Practical Program Repair in the Era of Large Pre-trained LLMs

Automated Program Repair (APR) has emerged as an essential technique to alleviate the burden on developers by automatically patching software bugs. This paper explores the application of Large Pre-trained LLMs (PLMs) for APR, highlighting that traditional and learning-based techniques often suffer from limited patch diversity due to their reliance on bug-fixing datasets. These limitations hinder their ability to address complex bugs. The emergence of PLMs offers an alternative, circumventing the dependency on predefined datasets by leveraging extensive training on text and code snippets.

The paper conducts a comprehensive evaluation of nine state-of-the-art PLMs ranging from 125M to 20B parameters, including both generative and infilling models, applied to five datasets across three programming languages. The evaluation encompasses three repair settings: complete function generation, infilling code chunks between prefix and suffix, and single-line generation. The results indicate that larger models generally perform better, showcasing a scaling effect. Furthermore, using suffix information is found to increase both the quantity and compilation rate of patches.

A key insight of the paper is the outsized performance of PLMs over existing APR techniques across all datasets, with a notable improvement seen in bugs fixed. For instance, Codex, one of the PLMs studied, outperformed established tools by fixing 32 more bugs on the Defects4J 1.2 dataset. Notably, PLMs also perceive correct patches as more 'natural,' thus facilitating effective patch ranking and correctness checking through entropy metrics. The potential for further enhancing PLM-based APR is evidenced via increased sampling and incorporation of fix template information.

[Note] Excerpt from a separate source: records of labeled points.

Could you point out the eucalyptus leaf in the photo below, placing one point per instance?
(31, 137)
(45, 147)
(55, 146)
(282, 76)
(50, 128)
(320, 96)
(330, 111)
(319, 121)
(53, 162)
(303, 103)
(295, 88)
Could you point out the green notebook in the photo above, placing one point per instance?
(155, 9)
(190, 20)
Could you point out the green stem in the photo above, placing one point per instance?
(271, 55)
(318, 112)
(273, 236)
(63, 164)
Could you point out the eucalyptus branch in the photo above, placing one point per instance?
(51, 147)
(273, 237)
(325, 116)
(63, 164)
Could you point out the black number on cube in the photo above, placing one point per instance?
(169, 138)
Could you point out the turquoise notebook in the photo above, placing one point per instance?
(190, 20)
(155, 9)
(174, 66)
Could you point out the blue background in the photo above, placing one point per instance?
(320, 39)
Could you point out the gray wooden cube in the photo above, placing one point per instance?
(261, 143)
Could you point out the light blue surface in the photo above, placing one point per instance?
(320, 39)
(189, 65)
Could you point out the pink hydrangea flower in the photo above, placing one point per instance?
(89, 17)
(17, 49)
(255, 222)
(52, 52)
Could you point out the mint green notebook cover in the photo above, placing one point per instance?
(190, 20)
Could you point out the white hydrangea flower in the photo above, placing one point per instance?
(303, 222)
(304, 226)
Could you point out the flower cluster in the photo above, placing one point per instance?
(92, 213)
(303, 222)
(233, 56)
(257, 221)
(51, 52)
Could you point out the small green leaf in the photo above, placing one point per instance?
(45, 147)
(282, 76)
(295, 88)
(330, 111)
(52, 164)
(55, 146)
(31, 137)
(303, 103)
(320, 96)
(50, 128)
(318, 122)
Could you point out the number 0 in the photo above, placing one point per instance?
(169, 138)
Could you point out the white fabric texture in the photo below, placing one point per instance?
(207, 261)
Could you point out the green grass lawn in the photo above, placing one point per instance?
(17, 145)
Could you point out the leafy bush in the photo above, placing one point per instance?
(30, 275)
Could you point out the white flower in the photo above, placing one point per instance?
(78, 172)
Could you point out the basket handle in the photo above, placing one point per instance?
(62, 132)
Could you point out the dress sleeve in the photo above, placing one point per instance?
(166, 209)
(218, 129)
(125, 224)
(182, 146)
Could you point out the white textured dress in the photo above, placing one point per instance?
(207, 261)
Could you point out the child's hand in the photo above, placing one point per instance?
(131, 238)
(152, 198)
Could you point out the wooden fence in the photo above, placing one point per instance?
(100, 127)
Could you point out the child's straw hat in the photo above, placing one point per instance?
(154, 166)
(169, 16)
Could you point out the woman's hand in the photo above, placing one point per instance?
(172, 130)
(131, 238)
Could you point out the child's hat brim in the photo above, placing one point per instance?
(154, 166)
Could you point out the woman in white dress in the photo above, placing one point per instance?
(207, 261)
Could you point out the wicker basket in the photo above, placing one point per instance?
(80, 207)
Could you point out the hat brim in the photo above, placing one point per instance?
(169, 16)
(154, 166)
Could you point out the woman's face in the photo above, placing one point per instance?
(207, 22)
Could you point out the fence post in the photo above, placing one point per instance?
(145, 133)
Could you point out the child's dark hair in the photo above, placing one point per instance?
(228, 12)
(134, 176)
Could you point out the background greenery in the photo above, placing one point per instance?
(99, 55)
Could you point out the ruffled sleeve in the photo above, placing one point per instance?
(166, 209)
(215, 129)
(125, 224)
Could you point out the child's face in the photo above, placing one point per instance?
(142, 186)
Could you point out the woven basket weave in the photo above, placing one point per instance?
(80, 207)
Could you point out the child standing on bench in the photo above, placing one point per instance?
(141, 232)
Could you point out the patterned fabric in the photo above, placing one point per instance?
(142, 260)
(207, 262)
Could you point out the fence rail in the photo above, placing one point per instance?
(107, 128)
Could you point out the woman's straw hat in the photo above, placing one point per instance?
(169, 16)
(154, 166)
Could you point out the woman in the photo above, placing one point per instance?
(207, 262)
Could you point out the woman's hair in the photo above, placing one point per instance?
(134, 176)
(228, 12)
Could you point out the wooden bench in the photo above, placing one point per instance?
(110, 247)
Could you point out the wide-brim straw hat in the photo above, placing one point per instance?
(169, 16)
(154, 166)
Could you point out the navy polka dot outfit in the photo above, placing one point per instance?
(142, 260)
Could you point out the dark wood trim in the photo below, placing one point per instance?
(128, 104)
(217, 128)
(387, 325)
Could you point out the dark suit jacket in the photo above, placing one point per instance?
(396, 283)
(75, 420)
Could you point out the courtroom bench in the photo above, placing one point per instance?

The implications of this research are profound. Practically, PLMs could significantly reduce the effort and time developers spend on bug-fixing, leading to more reliable software systems across various industries. Theoretically, the findings encourage a reevaluation of traditional machine learning approaches in favor of models trained on more general, diverse data, potentially spurring advancements in other code-related tasks.

Future developments may focus on refining the capabilities of PLMs, exploring hybrid models that integrate traditional heuristics with large-scale language understanding, and broadening the scope of APR to diverse programming languages and ecosystems. Additionally, addressing the data leakage issues associated with code models and ensuring ethical usage remains a priority for further investigations.

In summary, the application of PLMs in APR not only promises improvement in the patch generation process but also encourages broader adoption of LLMs in software engineering problems. Such advancements will likely catalyze new research avenues and drive innovations in automated programming solutions.